Un film boursouflé, prétentieux

Saisi de temps à autre d’une crise existentielle et de scrupules éthiques, je m’astreins à revoir des films qu’à la première vision je n’ai pas appréciés (ainsi les Godard !) ; je suis bien obligé d’admettre que ça marche rarement et que mes détestations de jadis et naguère, que mes réticences initiales se trouvent à peu près toujours confortées…

Fervent amateur des mythes vampiriques et du personnage inspiré par Vlad Teppes l’Empaleur (du magnifique Cauchemar de Dracula au foutraque Du sang pour Dracula), j’étais naturellement allé voir en 1993 le film de Coppola, m’appuyant sur la qualité du réalisateur et les moyens mis au service de l’adaptation ; et ab initio, l’affiche, extrêmement réussie, me prédisposait plutôt bien…

Et, comme beaucoup, j’avais trouvé ce gros machin excentrique et excité, lourdingue, décoratif et finalement ennuyeux : ça n’a pas la moindre épaisseur !, me disais-je en sortant de la salle.

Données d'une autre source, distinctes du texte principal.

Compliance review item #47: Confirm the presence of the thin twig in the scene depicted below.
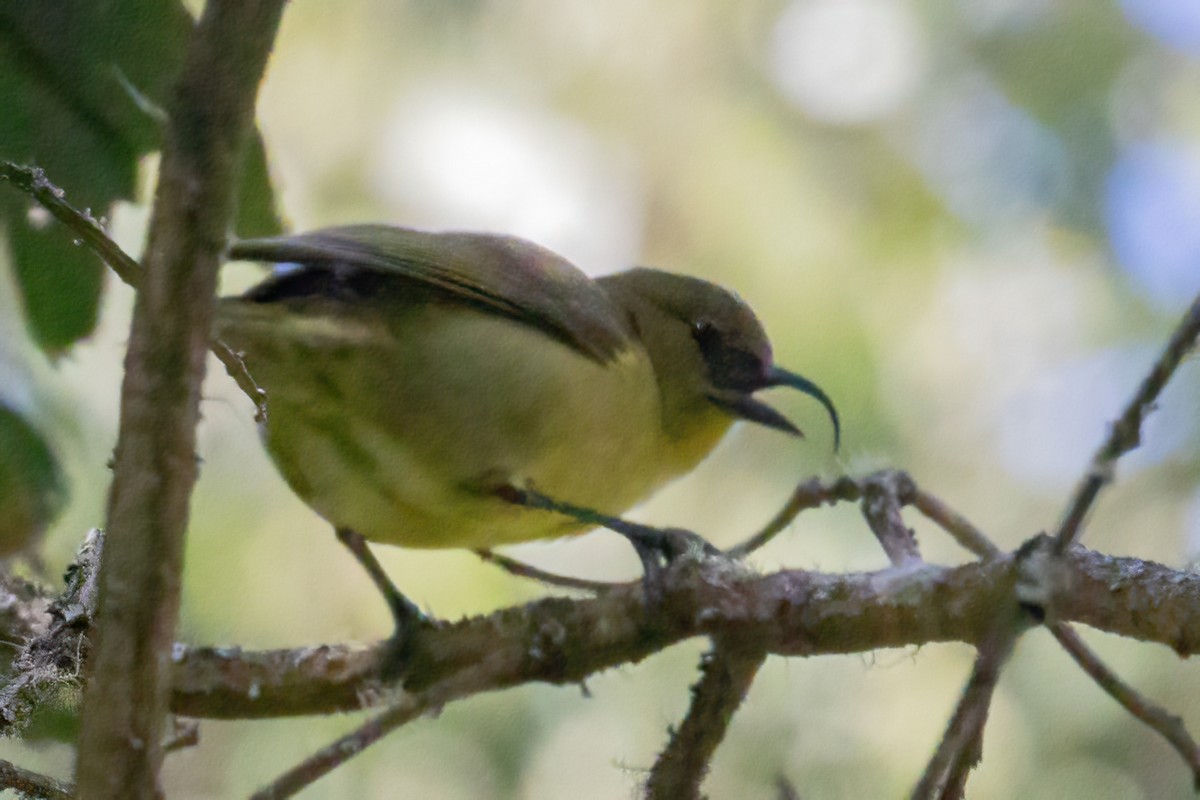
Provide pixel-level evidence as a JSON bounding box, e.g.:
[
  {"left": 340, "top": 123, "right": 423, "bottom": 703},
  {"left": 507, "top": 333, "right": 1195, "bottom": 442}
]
[
  {"left": 0, "top": 758, "right": 74, "bottom": 800},
  {"left": 475, "top": 549, "right": 632, "bottom": 593},
  {"left": 251, "top": 694, "right": 430, "bottom": 800},
  {"left": 911, "top": 485, "right": 1000, "bottom": 558},
  {"left": 1050, "top": 622, "right": 1200, "bottom": 792},
  {"left": 646, "top": 639, "right": 767, "bottom": 800},
  {"left": 1055, "top": 296, "right": 1200, "bottom": 554},
  {"left": 0, "top": 161, "right": 142, "bottom": 287},
  {"left": 911, "top": 628, "right": 1018, "bottom": 800}
]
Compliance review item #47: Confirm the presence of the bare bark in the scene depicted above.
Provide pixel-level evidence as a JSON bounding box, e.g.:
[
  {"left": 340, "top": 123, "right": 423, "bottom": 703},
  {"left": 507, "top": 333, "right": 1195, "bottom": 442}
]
[{"left": 77, "top": 0, "right": 283, "bottom": 799}]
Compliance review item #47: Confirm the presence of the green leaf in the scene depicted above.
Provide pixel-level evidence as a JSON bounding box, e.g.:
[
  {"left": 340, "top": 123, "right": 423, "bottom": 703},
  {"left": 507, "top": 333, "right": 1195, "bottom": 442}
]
[
  {"left": 0, "top": 405, "right": 66, "bottom": 558},
  {"left": 235, "top": 130, "right": 283, "bottom": 239},
  {"left": 0, "top": 0, "right": 281, "bottom": 354}
]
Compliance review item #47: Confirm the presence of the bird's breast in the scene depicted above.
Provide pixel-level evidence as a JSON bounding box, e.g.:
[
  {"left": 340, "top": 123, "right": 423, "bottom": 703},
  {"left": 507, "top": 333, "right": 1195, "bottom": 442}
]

Et bien revu hier en DVD, je n’ai pas changé d’avis, accordant seulement un point de plus et faisant passer ma note de 1 à 2 ; c’est toujours aussi mal construit, agressivement sexuel (c’est-à-dire fort peu érotique, malgré la beauté des femmes, dont la débutante Monica Bellucci parmi les goules) ; c’est toujours filmé avec hystérie, par une caméra qui semble frénétique et c’est plein de facilités, comme une ribambelle de fondus sur la pupille d’un des protagonistes qui s’ouvrent ensuite sur une serrure, ou l’entrée d’un tunnel, ou un soleil couchant (et le procédé, répété, lasse et finit par faire rire : sur quoi l’œil va-t-il s’ouvrir cette fois ?) ; et puis, naturellement, pour l’amateur du sublime roman de Bram Stoker, cette tentative de rédemption du personnage du Comte, ce côté L’amour ne meurt jamais et la fascination, au delà des siècles des deux époux séparés, est d’un melliflu assuré, profondément gnangnan et consensuel…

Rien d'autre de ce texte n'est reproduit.